If they’re qualified, a calendar integration lets visitors choose the time they’re available for a demo, and they’re routed to an available salesperson:

Take another example from Richard McGrath, Founder of All Chat Solutions, who set up an onboarding sequence with a chatbot. It included six questions they needed to answer before they got into using the bot. He says:

So far, 473 people have started the onboarding sequence. Out of 473, 328 (69.6%) have answered the first question:

Then out of those 328, 267 have answered all six questions from the chatbot:

An example like this shows the capability of a chatbot to get valuable information from your visitors. Compare this to a 6-field lead capture form, which almost certainly wouldn’t have the same response rate.

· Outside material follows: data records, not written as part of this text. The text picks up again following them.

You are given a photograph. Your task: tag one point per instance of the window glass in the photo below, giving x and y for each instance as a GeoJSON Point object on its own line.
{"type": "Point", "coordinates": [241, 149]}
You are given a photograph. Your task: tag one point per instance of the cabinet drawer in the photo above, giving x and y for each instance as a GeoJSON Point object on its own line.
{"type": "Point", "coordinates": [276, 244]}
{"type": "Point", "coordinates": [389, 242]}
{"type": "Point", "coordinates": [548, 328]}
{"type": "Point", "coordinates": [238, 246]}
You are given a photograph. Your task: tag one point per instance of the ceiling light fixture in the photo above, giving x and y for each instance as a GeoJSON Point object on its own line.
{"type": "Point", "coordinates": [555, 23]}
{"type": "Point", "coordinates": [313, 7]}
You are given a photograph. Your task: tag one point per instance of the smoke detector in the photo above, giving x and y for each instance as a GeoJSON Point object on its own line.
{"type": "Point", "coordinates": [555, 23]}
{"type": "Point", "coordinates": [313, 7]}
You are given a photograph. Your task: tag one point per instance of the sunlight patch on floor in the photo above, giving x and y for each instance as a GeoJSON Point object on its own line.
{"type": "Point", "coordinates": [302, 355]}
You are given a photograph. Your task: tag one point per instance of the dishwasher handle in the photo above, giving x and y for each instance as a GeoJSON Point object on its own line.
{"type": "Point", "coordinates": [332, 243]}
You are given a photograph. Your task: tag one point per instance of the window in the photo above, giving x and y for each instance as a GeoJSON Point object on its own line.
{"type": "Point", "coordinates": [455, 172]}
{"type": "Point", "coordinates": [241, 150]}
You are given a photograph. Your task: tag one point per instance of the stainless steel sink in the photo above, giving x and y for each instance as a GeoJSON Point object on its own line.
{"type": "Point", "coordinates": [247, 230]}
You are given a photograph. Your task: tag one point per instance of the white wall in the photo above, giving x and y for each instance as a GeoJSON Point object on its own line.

Others have seen similar success from chatbots already, like Jay Baer, who started using them to engage his audience and distribute content. He found that, compared to email, customers were 10X more likely to open the content and 5X more likely to engage with it.

When martech company, Segment, incorporated chatbots into their lead generation and qualification strategies, they saw benefits almost immediately. Just weeks later, the chatbots became the number one source of leads for Segment, and year to date became the biggest growth factor for the company. Regarding ROI, Segment has seen a 5x increase in engagements and 2x boost in conversions.

Where are chatbots now?

Following a study on chatbots from Pegasystems, the company’s spokesperson, Russell Dougan, stated that the “top complaints about chatbots include not enough smarts to effectively answer questions (27 percent), lack of context in the conversation (24 percent), [and] robot-like engagement with few human qualities (14 percent).” Overall, while the future looks bright for chatbots, it seems they’re still only getting started.